A copa das confederações
acabou, conseguindo ofuscar um pouco as manifestações que estão dominando o
Brasil, mas será que agora podemos voltar ao assunto principal? Quando
estudamos para provas na escola, não podemos deixar os assuntos acumularem, por
não conseguirmos dar conta depois. O mesmo está acontecendo com o Brasil: adiamos
por anos nossos problemas. E, entendam, essa bola de neve já vinha crescendo há muito tempo e nada era feito, afinal pra que serve o jeitinho brasileiro? Jeitinho
Brasileiro com que nossos governantes lidaram com os problemas. Quando falamos governantes, não dizemos Dilma, ela não tem culpa da confusão "estourar"

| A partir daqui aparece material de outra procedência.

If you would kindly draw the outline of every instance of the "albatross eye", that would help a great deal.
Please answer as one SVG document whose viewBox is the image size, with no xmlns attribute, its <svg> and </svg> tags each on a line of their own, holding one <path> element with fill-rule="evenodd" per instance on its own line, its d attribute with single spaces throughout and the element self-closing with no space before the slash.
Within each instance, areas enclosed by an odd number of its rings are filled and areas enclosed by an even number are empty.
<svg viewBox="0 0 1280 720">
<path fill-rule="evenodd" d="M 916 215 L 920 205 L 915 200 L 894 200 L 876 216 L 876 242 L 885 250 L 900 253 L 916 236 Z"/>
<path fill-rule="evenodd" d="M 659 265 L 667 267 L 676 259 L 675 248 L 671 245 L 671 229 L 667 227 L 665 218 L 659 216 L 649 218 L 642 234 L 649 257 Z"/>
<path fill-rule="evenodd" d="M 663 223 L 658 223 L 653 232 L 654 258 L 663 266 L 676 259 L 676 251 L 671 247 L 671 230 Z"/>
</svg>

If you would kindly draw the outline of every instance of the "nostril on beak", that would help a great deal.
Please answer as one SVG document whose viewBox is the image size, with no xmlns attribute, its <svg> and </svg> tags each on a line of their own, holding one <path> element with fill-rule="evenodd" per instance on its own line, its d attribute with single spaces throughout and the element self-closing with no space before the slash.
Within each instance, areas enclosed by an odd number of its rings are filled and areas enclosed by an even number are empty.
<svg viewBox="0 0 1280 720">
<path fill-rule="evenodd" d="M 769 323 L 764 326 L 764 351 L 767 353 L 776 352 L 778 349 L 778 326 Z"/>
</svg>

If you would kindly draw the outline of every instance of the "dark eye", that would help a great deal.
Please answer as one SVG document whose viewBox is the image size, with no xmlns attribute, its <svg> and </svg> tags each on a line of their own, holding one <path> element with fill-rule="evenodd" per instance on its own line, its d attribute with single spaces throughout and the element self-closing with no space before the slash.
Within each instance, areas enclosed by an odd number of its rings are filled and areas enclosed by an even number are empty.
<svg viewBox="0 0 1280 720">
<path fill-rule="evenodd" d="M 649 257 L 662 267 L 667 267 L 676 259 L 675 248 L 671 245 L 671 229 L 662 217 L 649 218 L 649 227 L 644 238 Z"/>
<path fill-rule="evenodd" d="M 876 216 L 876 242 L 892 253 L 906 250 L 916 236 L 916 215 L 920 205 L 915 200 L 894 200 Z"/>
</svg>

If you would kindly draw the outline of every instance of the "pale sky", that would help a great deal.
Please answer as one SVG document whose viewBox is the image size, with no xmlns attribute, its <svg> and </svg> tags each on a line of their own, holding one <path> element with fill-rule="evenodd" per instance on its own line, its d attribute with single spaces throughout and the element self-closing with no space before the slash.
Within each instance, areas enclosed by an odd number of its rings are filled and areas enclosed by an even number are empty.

em seu governo, tanto que foi a PRIMEIRA líder mundial a ouvir as ruas. E, mais
uma vez, não estamos defendendo ou apoiando nenhum partido ou governo mas parem
de sair com cartazes culpando Dilma pelo gasto na copa, quem pediu a copa fomos
nós, mas infelizmente houve abuso no uso do dinheiro (como sempre). E quando
finalmente "acordamos" e conseguimos conquistar algumas medidas, o
movimento perde força. Sim o MPL (Movimento de Passe Livre) saiu da frente dos
protestos, mas só por isso devemos nos acomodar? Acomodar por conseguir
derrubar a PEC 37 e diminuir o preço da passagem em muitas cidades no Brasil?
Enquanto governadores continuam ganhando um absurdo e o nosso dinheiro continua
sendo desviado a todo momento? Enquanto Feliciano continua tentando dar força a
ideias intolerantes para um país laico?
A resposta é não. Não
devemos nos acomodar. Ninguém disse que iríamos acordar um belo dia com todos
os problemas resolvidos, né? As coisas não caem do céu. “Mas eu não posso ir às
ruas porque eu trabalho ou porque meus pais não deixam ou porque eu tenho medo
ou...” lembrem-se: o que deu força a esse movimento? O que fez com que tudo
tomasse a proporção que tomou? A internet. As redes sociais. Um
compartilhamento não é só mais um compartilhamento, um tweet não é só mais um
tweet, pessoas vão ler e alguém vai se sentir tocado e impulsionado a fazer o
mesmo, a lutar.
Ok, supondo que
conseguimos convencê-lo a continuar na luta vem a pergunta: lutar pelo quê? Os
motivos acima não bastam? Todos querem saúde, transporte e educação de
qualidade, o fim da corrupção e da miséria, mas esses motivos não generalizam
demais? O grande problema é o foco. Por onde começar em uma cidade como Recife
que levou milhares às ruas com ideologias e pedidos dos mais diversos? É aquela
velha história de que quem tudo quer acaba sem nada, por isso o foco é tão
importante. Por onde começar um novo Brasil? O grupo Anonymous Brasil propôs
cinco causas pelas quais devemos ir atrás e, dessas cinco, duas já foram
atendidas, aos poucos completaremos a lista e acrescentaremos mais
reivindicações.
Entretanto, fazendo uso
de um clichê que tem se repetido nesses tempos, nada muda se o povo não mudar.
Por isso argumentem, pensem, leiam, discordem, critiquem... Retomando o texto
de Tom Zé com que voltamos ao blog: NÃO SE TORNEM ‘ANDROIDES’, “pensar SEMPRE
será ousar”. Sejamos ousados para que não sejamos usados, mais uma vez.